I think it’s very rarely going to be the case that the simplest possible mesa-objective that produces good behavior on the training data will be the base objective. Intuitively, we might hope that, since we are judging the mesa-optimizer based on the base objective, the simplest way to achieve good behavior will just be to optimize for the base objective. But importantly, you only ever test the base objective over some finite training distribution. Off-distribution, the mesa-objective can do whatever it wants. Expecting the mesa-objective to exactly mirror the base objective even off-distribution where the correspondence was never tested seems very problematic. It must be the case that precisely the base objective is the unique simplest objective that fits all the data points, which, given the massive space of all possible objectives, seems unlikely, even for very large training datasets. Furthermore, the base and mesa- optimizers are operating under different criteria for simplicity: as you mention, food, pain, mating, etc. are pretty simple to humans, because they get to refer to sensory data, but very complex from the perspective of evolution, which doesn’t.

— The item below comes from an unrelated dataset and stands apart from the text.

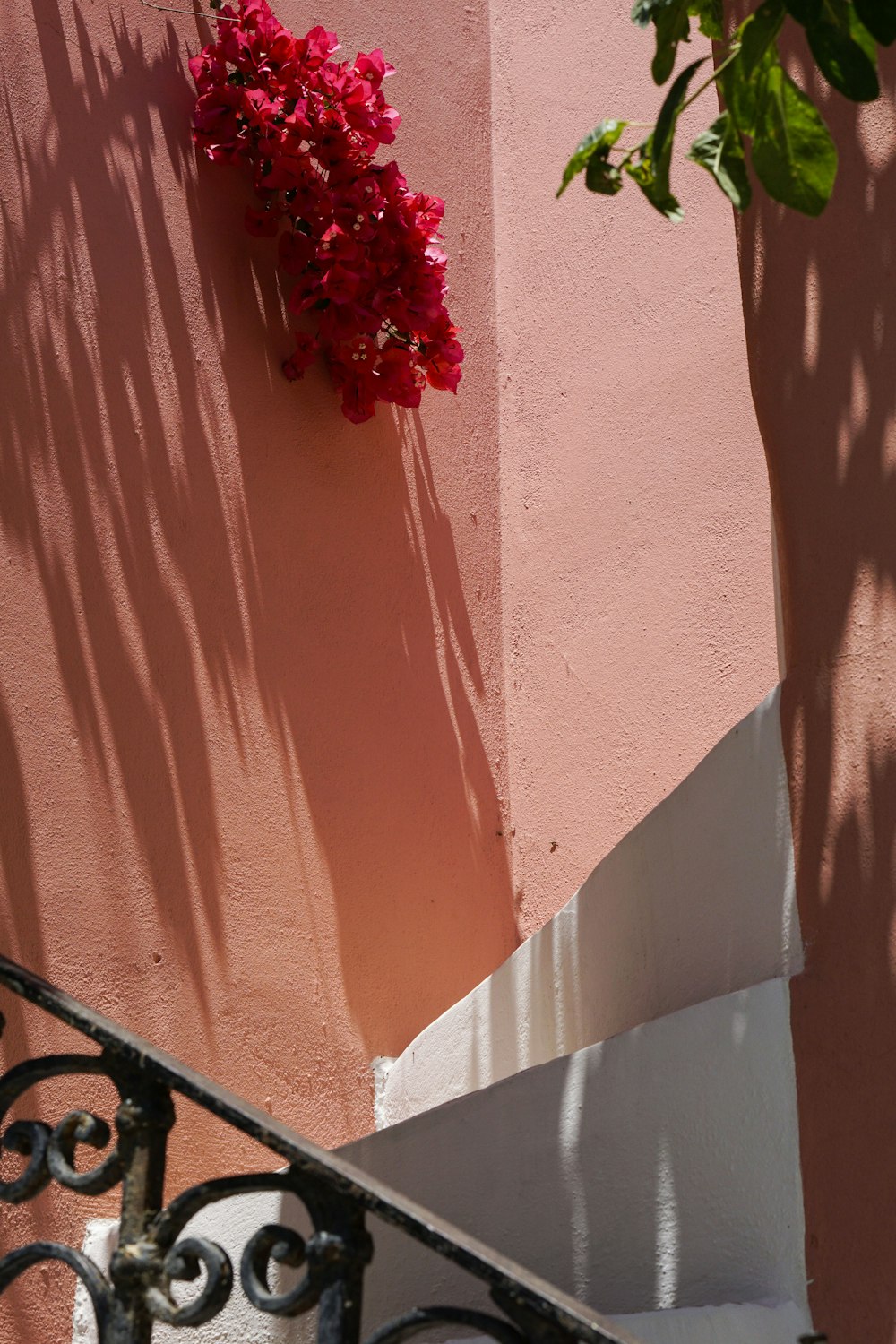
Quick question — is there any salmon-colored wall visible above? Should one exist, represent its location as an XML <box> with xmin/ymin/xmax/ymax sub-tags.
<box><xmin>742</xmin><ymin>41</ymin><xmax>896</xmax><ymax>1344</ymax></box>
<box><xmin>0</xmin><ymin>0</ymin><xmax>517</xmax><ymax>1328</ymax></box>
<box><xmin>0</xmin><ymin>0</ymin><xmax>775</xmax><ymax>1344</ymax></box>
<box><xmin>493</xmin><ymin>0</ymin><xmax>778</xmax><ymax>933</ymax></box>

That being said, you might be able to get pretty close, even if you don’t hit the base objective exactly, though exactly how close is very unclear, especially once you start considering other factors like computational complexity as you mention.
More generally, I think the broader point here is just that there are a lot of possible pseudo-aligned mesa-objectives: the space of possible objectives is very large, and the actual base objective occupies only a tiny fraction of that space. Thus, to the extent that you are optimizing for anything other than pure similarity to the base objective, you’re likely to find an optimum which isn’t exactly the base objective, just simply because there are so many different possible objectives for you to find, and it’s likely that one of them will gain more from increased simplicity (or anything else) than it loses by being farther away from the base objective.
I agree that inner alignment is a really hard problem, and that for a non-huge amount of training data, there is likely to be a proxy goal that’s simpler than the real goal. Description length still seems importantly different from e.g. computation time. If we keep optimising for the simplest learned algorithm, and gradually increase our training data towards all of the data we care about, I expect us to eventually reach a mesa-optimiser optimising for the base objective. (You seem to agree with this, in the last section?) However, if we keep optimising for the fastest learned algorithm, and gradually increase our training data towards all of the data we care about, we won’t ever get a robustly aligned system (until we’ve shown it every single datapoint that we’ll ever care about). We’ll probably just get a look-up table which acts randomly on new input.
This difference makes me think that simplicity could be a useful tool to make a robustly aligned mesa optimiser. Maybe you disagree because you think that the necessary amounts of data is so ludicrously big that we’ll never reach them, even by using adversarial training or other such tricks?
I’d be more willing to drop simplicity if we had good, generic methods to directly optimise for “pure similarity to the base objective”, but I don’t know how to do this without doing hard-coded optimisation or internals-based selection. Maybe you think the task is impossible without some version of the latter?
I broadly agree that description complexity penalties help fight against pseudo-alignment whereas computational complexity penalties make it more likely, though I don’t think it’s absolute and there are definitely a bunch of caveats to that statement. For example, Solomonoff Induction seems unsafe despite maximally selecting for description complexity, though obviously that’s not a physical example.
as you mention, food, pain, mating, etc. are pretty simple to humans, because they get to refer to sensory data, but very complex from the perspective of evolution, which doesn’t.
I chose status and cheating precisely because they don’t directly refer to simple sensory data. You need complex models of your social environment in order to even have a concept of status, and I actually think it’s pretty impressive that we have enough of such models hardcoded into us to have preferences over them.
Since the original text mentions food and pain as “directly related to our input data”, I thought status hierarchies was noticeably different from them, in this way. Do tell me if you were trying to point at some other distinction (or if you don’t think status requires complex models).
I agree, status definitely seems more complicated—in that case it was just worth the extra complexity. The point, though, is just that the measure of complexity under which the mesa-objective is selected is different from more natural measures of complexity under which you might hope for the base objective to be the simplest. Thus, even though sometimes it is absolutely worth it to sacrifice simplicity, you shouldn’t usually expect that sacrifice to be in the direction of moving closer to the base objective.